Sept 23 (Reuters) - Thousands of bees swarmed through a suburban Phoenix neighborhood, stinging six people, including four who had to be hospitalized, before firefighters drove them off with foam and fire hoses.
One of the victims in the Tuesday evening bee attack in Gilbert, Arizona, was a firefighter who was stung 40 to 50 times after the insects got inside his special protective hood, said Mike Connor, a deputy chief with the Gilbert Fire and Rescue Department. The firefighter was among those taken to a hospital for treatment.
The bee swarm sent residents scrambling into their homes, where they were advised to stay by authorities as crews closed down a residential street to battle the amorphous cloud of insects.
Connor said it was not clear what prompted the bees to become aggressive but that it was not uncommon in Arizona for hives to be found in neighborhood trees and that one might have been disturbed somehow.

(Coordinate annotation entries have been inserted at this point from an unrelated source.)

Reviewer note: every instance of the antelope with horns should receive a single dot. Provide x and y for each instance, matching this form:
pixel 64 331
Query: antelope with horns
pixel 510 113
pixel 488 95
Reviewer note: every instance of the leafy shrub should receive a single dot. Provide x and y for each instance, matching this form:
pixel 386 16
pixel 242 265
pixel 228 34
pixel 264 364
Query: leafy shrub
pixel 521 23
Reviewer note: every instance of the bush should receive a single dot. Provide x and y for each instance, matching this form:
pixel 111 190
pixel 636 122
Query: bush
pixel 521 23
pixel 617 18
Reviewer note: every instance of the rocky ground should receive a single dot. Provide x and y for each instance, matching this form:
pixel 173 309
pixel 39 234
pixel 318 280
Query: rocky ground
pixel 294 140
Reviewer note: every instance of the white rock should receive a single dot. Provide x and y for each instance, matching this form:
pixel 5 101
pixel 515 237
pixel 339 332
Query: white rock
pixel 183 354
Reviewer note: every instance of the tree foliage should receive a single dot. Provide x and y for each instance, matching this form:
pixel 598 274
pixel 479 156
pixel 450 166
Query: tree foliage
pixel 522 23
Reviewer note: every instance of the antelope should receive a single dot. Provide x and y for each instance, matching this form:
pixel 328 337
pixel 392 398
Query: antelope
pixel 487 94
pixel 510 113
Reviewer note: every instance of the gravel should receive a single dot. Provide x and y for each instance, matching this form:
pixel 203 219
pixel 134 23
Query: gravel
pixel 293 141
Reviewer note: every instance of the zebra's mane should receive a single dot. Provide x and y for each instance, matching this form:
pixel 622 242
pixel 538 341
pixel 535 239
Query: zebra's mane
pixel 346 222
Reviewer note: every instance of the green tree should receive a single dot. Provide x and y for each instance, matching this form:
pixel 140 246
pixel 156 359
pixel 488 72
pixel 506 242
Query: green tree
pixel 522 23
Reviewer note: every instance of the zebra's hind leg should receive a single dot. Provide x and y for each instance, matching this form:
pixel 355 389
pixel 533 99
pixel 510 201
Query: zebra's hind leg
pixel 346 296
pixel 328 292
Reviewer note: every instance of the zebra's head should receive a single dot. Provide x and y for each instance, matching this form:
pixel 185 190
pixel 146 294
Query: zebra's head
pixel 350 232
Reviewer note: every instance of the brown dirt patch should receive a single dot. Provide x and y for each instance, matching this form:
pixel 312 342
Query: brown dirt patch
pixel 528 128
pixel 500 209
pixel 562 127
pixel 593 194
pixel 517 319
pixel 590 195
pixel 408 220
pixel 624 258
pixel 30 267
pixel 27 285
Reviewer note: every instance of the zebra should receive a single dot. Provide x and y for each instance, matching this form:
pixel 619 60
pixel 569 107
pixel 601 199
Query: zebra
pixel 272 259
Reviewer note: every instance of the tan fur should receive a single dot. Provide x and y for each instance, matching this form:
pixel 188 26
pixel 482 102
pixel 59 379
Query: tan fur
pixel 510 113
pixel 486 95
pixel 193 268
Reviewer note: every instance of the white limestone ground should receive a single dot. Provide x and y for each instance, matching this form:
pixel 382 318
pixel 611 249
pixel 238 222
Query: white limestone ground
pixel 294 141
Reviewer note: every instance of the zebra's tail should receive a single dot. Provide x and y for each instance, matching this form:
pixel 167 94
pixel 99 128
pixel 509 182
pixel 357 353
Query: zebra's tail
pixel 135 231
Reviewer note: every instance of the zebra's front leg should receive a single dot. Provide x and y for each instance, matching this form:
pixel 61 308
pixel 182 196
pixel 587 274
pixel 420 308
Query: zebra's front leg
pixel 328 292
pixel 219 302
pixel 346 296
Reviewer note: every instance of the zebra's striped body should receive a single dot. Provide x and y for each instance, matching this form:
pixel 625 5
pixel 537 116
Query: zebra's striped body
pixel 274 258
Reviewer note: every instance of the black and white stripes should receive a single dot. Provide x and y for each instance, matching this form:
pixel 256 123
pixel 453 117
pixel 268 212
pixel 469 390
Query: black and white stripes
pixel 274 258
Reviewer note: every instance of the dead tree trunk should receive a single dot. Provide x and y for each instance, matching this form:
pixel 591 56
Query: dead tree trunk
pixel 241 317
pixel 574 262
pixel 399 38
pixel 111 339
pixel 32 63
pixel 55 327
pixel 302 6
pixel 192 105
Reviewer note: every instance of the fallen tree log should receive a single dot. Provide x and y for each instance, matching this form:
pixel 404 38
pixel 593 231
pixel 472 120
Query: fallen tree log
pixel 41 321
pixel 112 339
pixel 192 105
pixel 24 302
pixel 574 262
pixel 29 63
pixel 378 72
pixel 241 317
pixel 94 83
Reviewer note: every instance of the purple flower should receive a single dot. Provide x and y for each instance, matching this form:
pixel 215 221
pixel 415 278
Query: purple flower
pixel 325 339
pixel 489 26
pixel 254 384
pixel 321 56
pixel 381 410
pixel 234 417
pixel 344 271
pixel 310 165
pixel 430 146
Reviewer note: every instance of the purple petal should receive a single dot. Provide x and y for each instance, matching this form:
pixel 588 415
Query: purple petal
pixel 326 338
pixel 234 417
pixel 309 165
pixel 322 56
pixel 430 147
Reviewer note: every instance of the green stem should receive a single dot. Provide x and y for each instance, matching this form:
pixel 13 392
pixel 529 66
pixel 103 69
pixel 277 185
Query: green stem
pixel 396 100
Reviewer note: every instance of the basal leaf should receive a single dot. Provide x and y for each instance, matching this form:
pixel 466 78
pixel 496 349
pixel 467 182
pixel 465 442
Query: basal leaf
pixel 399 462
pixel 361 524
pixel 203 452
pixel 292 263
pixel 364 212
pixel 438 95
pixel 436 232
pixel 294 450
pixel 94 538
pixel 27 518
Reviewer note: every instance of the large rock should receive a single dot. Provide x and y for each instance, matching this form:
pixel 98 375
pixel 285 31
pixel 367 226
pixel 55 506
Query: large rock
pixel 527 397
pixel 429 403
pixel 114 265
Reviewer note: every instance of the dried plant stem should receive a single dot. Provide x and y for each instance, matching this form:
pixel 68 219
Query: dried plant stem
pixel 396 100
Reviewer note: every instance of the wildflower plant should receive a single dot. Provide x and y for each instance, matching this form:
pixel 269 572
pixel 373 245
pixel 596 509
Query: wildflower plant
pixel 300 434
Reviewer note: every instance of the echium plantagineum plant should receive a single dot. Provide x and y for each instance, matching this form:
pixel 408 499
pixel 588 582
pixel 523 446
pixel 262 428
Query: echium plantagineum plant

Three people, two of them children, fled into homes after they were stung and firefighters were at first unable to help them because of the swarming bees, Connor said.
“Our crews were told that a couple kids had been stung but there were so many bees they couldn’t get inside the home,” he said. “Basically they just started putting foam on the front of the house. It wasn’t a hive, they were swarming.”
Firefighters eventually were able to enter the home through a back door.
Five residents were stung and three of them - a 3-year-old boy, a 14-year-old girl and a 22-year-old woman - were hospitalized. All of the victims were doing well by Wednesday morning, Connor said.
Video by local TV stations showed crews clad in protective gear spraying foam on homes and trees as they tried to drive away the bees. Connor said most of the insects eventually moved on, although some died from the foam attack.
He advised residents not to mess with bees.